A major source of remittances is the United States. In general, OFW remittances are around $3 billion a month. The effectiveness of the action can be measured against that.
Total remittances in 2024 reached $38.84 billion for the entire year. That breaks down to around $105 million per day on average.
Converted, the amount goes as high as P5.9 billion a day.
Bank of the Philippine Islands (Bpi) chief economist Jun Neri said if remittance inflows dry up substantially, economic growth could be dragged down since it’s a major driver of household consumption.
“The Bangko Sentral ng Pilipinas could also hike its policy rate for lenders if the peso-US dollar rate hits 60 per dollar,” according to Neri.
“Non-sending of remittances is a very big if. We don’t know the spokesperson who said this and if that plan is really representative of the OFW community. A lot of them work in the United States and we don’t know if they air this statement or are adequately represented,” according to the analyst.
“Personally I doubt that can happen, especially if the remittances pay for their children’s tuition fees.”
BPI strategist Marco Javier said, however, it will be hard to convince those who are paying amortizations for home and auto loans to suspend remittances. “Their credit standings might be put at risk.”
Making good of the threat will also increase the need for more dollar borrowings. “Our external debt is already more than $130 billion,” Javier added.

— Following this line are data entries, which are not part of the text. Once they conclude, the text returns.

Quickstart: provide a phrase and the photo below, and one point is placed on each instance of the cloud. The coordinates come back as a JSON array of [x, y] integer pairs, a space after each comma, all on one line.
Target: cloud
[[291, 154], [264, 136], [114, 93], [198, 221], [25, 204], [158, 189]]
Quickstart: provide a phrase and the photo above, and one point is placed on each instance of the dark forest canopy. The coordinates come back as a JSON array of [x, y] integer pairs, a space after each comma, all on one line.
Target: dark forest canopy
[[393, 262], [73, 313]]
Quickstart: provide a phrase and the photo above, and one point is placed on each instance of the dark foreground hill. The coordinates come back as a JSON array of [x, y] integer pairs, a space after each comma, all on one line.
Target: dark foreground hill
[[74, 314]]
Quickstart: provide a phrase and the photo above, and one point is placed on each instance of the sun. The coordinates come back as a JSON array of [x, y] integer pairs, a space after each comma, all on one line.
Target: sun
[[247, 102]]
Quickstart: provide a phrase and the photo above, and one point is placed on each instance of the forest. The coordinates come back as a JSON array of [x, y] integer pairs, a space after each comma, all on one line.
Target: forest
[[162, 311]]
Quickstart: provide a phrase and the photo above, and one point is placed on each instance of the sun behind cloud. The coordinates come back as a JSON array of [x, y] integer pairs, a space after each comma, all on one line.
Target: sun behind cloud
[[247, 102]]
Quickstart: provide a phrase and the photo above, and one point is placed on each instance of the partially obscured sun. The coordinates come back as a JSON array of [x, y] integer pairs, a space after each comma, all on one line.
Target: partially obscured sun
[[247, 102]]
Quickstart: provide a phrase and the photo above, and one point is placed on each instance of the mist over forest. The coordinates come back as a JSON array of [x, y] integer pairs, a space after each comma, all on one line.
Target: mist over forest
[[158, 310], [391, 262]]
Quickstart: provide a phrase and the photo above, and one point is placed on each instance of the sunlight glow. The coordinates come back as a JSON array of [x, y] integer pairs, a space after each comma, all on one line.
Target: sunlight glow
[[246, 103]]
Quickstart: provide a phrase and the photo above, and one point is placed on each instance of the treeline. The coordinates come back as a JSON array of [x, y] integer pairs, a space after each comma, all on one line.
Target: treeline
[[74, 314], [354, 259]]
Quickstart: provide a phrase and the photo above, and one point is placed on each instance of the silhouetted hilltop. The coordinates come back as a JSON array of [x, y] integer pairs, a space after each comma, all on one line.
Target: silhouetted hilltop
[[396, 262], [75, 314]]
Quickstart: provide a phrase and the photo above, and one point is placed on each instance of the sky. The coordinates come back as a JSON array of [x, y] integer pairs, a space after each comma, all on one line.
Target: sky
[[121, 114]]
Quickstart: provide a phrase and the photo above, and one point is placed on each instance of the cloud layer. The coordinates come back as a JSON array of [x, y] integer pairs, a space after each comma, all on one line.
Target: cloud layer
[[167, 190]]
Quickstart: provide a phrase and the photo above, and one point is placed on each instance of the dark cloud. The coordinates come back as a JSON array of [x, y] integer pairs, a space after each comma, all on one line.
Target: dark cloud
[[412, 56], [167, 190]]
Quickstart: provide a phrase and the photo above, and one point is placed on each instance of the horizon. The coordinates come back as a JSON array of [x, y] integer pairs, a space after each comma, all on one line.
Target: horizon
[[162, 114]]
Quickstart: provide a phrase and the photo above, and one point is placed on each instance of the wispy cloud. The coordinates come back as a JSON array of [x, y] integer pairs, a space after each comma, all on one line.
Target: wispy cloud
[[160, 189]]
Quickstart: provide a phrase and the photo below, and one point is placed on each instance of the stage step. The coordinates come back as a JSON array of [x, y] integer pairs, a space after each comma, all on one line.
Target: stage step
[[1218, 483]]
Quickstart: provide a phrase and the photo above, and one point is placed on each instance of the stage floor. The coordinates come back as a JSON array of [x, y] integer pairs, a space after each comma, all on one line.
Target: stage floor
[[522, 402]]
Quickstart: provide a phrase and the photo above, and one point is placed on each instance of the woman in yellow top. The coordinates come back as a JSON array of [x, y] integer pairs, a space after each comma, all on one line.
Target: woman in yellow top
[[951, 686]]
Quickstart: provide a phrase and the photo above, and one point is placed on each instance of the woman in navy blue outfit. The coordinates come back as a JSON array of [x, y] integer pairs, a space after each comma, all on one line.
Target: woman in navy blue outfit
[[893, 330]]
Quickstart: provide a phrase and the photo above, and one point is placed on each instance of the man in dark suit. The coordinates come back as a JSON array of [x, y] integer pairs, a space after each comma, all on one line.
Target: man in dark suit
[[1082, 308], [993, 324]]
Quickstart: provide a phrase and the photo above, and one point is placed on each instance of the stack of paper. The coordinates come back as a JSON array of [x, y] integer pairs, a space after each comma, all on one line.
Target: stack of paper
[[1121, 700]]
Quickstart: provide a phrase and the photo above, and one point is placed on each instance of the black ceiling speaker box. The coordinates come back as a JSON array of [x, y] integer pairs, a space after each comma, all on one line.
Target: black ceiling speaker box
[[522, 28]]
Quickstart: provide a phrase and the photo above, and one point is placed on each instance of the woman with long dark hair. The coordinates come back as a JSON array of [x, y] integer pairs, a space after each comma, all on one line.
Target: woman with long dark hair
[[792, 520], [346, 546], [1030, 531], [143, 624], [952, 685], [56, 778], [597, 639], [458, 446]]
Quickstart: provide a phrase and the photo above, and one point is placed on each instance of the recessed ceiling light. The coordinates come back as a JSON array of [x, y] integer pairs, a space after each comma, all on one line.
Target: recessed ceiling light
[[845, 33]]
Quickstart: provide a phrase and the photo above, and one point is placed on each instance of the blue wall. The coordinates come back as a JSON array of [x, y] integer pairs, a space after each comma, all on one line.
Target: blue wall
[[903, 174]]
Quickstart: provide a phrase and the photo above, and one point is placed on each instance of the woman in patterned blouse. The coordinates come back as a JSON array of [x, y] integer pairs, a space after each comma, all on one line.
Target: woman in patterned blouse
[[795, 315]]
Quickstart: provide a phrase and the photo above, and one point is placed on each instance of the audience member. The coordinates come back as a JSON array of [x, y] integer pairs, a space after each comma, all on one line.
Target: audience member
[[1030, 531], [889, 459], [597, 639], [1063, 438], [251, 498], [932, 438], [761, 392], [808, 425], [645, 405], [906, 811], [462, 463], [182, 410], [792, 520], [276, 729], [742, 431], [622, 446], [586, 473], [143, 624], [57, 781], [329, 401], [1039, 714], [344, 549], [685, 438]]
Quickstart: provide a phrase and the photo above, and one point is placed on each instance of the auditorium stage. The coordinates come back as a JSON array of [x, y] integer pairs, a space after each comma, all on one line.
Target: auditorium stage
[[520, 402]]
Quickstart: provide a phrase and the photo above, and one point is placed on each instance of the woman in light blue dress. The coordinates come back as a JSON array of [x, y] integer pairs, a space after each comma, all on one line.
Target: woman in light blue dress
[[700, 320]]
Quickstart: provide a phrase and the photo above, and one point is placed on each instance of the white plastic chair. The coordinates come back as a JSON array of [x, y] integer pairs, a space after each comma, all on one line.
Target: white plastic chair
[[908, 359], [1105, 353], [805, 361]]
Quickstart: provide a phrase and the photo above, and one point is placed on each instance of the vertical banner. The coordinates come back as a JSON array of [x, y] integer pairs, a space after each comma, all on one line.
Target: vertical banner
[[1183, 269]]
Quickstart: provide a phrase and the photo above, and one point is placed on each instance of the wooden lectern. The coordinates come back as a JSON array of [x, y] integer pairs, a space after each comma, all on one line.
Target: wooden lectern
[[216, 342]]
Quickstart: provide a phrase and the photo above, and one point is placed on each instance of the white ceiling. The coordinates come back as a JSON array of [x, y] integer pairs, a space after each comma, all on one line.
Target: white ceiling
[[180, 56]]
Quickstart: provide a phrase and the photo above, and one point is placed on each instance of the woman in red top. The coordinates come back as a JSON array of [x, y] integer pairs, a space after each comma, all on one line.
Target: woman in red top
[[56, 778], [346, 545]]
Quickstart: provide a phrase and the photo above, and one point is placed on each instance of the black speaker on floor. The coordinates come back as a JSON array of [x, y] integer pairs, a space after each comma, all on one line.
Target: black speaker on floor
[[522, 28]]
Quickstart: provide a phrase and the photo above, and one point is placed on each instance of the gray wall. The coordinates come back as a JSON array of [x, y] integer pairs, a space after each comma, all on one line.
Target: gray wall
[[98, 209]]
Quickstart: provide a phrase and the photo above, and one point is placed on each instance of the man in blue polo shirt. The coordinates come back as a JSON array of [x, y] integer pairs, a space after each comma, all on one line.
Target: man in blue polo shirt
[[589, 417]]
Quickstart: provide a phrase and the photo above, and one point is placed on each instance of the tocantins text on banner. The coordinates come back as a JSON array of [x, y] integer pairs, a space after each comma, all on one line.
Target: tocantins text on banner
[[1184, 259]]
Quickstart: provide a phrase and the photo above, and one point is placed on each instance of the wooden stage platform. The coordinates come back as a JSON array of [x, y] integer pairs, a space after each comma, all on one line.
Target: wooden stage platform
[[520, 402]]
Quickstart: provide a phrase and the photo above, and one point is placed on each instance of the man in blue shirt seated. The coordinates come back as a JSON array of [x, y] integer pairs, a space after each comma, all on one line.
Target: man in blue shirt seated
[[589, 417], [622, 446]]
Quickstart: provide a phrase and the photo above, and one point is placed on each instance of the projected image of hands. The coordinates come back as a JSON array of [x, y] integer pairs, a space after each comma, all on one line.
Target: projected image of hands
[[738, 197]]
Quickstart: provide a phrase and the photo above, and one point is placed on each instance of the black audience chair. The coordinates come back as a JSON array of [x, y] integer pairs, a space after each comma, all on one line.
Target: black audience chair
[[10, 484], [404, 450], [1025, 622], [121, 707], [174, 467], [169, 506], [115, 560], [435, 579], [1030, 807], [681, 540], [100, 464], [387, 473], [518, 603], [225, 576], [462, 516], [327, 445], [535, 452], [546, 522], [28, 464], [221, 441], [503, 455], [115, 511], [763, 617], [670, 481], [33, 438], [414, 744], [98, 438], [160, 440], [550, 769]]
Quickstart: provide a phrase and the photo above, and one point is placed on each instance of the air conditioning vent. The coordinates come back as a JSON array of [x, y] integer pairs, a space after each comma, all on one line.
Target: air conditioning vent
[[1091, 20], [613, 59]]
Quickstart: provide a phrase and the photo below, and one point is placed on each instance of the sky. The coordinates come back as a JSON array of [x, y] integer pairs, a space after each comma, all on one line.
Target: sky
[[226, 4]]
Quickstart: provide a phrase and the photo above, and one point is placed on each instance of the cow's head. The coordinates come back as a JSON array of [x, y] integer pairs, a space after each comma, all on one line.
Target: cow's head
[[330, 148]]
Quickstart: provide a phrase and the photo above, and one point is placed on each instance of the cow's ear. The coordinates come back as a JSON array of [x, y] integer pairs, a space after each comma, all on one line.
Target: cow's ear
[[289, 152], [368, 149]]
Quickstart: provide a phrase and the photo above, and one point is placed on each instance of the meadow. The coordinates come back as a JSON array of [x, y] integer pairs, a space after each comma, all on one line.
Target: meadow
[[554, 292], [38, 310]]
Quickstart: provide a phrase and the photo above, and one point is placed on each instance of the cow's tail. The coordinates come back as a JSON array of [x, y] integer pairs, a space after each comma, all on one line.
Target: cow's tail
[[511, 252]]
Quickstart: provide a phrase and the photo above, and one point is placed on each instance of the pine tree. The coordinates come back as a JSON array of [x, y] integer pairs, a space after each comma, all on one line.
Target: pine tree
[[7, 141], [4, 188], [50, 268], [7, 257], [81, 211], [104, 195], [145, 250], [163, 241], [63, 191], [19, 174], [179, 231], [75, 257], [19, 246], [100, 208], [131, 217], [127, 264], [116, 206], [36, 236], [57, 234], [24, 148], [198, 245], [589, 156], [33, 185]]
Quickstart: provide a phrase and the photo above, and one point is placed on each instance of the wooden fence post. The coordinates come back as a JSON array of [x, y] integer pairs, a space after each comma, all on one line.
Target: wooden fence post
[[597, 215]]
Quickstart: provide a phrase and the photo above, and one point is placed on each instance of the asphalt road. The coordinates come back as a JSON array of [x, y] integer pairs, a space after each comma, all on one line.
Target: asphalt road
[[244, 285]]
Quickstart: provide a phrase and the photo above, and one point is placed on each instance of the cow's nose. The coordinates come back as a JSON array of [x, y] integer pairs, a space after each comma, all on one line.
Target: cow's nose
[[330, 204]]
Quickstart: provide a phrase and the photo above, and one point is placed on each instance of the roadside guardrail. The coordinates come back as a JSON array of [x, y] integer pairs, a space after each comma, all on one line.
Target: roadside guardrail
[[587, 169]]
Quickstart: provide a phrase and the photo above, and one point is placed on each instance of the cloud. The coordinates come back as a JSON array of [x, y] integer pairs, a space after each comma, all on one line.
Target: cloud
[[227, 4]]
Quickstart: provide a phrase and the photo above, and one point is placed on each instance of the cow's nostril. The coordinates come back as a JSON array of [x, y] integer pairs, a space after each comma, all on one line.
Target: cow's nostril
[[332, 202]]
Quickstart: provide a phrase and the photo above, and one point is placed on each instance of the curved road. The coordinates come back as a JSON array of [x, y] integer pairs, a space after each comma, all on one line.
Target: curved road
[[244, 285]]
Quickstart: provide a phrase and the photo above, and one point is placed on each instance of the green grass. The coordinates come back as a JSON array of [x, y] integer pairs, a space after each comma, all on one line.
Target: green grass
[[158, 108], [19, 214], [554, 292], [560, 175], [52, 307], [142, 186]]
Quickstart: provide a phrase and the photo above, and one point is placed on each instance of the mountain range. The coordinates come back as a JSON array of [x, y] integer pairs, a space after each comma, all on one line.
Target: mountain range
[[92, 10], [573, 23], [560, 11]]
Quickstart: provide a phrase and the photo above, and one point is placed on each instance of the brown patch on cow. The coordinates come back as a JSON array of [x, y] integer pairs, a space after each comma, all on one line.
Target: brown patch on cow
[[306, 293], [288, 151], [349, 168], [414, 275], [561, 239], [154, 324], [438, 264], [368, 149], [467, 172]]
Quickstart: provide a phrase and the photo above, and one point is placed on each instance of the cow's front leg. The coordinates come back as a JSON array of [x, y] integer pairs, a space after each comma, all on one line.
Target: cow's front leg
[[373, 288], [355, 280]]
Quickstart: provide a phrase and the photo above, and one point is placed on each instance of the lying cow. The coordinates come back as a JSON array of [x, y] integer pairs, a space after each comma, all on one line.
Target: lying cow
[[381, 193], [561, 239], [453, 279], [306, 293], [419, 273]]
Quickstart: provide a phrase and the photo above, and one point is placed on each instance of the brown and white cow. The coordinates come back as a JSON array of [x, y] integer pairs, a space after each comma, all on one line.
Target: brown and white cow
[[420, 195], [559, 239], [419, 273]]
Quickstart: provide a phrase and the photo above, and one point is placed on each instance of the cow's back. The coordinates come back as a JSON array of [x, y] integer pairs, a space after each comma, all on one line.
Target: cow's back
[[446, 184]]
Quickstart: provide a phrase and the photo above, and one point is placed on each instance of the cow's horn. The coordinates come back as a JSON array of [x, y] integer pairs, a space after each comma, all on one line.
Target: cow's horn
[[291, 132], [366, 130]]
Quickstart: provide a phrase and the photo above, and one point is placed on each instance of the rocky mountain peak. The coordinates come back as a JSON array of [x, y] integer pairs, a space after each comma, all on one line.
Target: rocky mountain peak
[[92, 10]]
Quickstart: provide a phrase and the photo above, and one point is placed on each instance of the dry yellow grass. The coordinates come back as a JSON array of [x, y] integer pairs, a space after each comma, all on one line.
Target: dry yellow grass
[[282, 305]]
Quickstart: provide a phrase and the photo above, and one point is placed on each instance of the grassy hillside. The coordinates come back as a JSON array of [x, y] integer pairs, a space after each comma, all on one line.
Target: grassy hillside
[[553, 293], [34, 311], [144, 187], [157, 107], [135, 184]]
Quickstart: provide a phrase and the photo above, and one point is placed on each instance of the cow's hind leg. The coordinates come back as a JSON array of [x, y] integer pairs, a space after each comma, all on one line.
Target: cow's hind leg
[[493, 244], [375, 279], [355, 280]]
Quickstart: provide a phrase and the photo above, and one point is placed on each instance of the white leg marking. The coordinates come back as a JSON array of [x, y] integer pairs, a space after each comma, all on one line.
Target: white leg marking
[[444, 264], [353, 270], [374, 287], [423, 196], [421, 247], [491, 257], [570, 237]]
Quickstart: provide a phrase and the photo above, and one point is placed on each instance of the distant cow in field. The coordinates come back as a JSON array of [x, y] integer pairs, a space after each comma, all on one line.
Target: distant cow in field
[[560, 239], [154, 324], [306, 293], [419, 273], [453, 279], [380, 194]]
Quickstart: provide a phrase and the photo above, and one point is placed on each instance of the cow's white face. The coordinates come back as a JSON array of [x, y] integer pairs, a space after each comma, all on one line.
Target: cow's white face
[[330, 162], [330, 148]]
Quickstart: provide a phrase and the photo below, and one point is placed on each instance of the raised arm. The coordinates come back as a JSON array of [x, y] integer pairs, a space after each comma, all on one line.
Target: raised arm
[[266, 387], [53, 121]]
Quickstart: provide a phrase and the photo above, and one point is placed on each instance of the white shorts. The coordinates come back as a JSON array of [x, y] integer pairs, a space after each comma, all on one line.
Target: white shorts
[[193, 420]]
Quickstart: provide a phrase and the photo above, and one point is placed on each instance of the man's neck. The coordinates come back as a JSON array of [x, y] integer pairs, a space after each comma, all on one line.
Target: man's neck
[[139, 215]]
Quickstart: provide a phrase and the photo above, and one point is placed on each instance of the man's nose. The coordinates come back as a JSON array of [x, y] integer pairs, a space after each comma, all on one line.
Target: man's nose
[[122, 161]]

A remittance boycott by OFWs would undoubtedly disrupt the Philippine economy, with effects ranging from immediate household income losses to broader pressures on the peso and GDP.
A short-term action such as one week, would likely be a symbolic shock, painful but manageable, while a prolonged boycott could push the economy toward a deeper slowdown.
The real impact would hinge on participation levels and duration, but even a partial boycott would underscore the OFWs’ indispensable role in the nation’s economic fabric, according to an economist.